Siapa sih.. pria nekad yang meledakkan diri di tengah salat Jumat di Masjid Az Dzikra,  kompleks Mapolresta Cirebon, pada hari Jumat lalu, masih teka-teki.  Keterangan pers terakhir yang digelar Mabes Polri, masih menyisakan tanda tanya benarkah lelaki itu adalah MS alias Muchamad Syarif. Jika benar itu Syarif, apa motif dia meledakkan diri di sebuah masjid penuh polisi? Selain motif teror, polisi juga tidak mengenyampingkan motif pribadi. Ini menyangkut dugaan keterkaitan Syarif dengan meninggalnya Kopral Kepala Sutejo, 3 April 2011 lalu. Oleh polisi, dia telah dijadikan target.

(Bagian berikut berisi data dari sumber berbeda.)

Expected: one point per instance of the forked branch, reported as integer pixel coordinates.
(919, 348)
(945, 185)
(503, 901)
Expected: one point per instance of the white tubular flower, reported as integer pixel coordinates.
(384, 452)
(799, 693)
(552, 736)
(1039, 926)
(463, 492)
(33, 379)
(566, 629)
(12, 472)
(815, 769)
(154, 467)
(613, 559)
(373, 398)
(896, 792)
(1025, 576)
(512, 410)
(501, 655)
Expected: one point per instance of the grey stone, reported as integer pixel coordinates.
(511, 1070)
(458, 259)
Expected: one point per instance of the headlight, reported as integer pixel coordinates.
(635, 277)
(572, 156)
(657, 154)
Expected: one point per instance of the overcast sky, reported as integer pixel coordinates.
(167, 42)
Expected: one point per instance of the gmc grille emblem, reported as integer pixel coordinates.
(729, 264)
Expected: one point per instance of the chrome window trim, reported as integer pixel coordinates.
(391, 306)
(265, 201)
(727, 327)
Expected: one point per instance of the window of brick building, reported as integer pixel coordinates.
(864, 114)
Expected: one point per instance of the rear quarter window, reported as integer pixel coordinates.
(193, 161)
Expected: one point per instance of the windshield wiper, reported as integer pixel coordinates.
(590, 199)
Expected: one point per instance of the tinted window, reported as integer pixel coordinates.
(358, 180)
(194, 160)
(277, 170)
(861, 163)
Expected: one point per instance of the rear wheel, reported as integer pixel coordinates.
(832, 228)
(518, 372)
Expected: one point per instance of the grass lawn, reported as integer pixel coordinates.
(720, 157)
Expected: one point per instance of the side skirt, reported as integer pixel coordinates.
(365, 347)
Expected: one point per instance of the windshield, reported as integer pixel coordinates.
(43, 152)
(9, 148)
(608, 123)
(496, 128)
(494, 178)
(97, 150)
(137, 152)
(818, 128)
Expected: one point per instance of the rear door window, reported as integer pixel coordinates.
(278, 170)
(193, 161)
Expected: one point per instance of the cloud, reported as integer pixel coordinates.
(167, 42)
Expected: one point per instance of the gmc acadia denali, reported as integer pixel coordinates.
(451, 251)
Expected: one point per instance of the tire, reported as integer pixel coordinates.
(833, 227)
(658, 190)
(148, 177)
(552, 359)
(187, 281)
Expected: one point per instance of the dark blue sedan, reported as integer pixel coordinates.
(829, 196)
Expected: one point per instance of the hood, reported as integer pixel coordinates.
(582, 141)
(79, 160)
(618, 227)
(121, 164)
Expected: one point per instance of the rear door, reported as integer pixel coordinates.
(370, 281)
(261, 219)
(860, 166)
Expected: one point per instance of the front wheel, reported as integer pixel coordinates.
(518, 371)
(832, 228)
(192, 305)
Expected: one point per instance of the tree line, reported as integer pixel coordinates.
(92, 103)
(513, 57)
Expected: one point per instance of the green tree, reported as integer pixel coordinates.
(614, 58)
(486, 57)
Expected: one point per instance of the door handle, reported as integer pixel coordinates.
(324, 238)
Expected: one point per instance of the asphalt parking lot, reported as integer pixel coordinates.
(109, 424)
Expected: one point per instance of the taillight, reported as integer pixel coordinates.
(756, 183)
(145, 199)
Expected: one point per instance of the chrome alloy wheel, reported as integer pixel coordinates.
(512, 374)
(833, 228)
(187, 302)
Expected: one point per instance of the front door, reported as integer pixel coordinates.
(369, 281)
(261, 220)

Bom-bom diledakkan sepertinya masyarakat sudah bosan mendengar berita itu dan menganggap Islam garis keras yang melakukan itu.. Stigmatisasi Islam garis keras, kini sudah menjadi opini public padahal belum jelas apa sih definisi Islam garis keras. Tak ayal, beberapa organisasi Islam dituduh sebagai sarang teroris. sehingga Islam adalah agama yang menjadi momok bagi masyarakat luas. Masyarakat semakin mendikotomikan orang-orang yang mereka bilang sebagai “Islam garis keras” dengan komponen masyarakat yang lain. Suasana yang tidak sehat ini membuat banyak komponen masyarakat, baik itu di negara yang mayoritasnya adalah muslim maupun non-muslim, semakin takut mempelajari Islam. Padahal Indonesia mayoritas beragama Islam, tetapi takut terhadap mempelajari Islam. Islam garis keras atau banyak yang bilang fundamentalis atau radikalisme dalam Islam dianggap masyarakat sebagai suatu kelompok yang menakutkan, dan sebagian dari mereka hanya mengetahui Islam radikal berakar dari tokoh DI dan NII yakni Sekarmadji Kartosuwiryo..yang pernah memproklamirkan pada 7 Agustus 1949..dan bertentangan dengan Negara Kesatuan pimpinan Soekarno Hatta..sehingga tidak aneh dari zaman ke zaman dari sejarah Indonesia, Islam dianggap sebagai virus yang akan merubah sistem pemerintah yang sudah berjalan. Kita lihat saja zaman Soekarno hingga Soeharto, Islam diberangus habis.. ketika zaman Orde Baru, ada peristiwa Tanjung Priuk 24 September 1984 atau peristiwa Lampung  7 Februari 1989 yang telah membantai banyak umat Islam, dan dimana persatuan umat Islam pada waktu itu, tidak ada dari umat Islam yang berani memprotes..bahkan menuntut agar pelakunya dihukum..dan baru beberapa tahun kemudian peristiwa-peristiwa itu diangkat sebagai pelanggaran HAM .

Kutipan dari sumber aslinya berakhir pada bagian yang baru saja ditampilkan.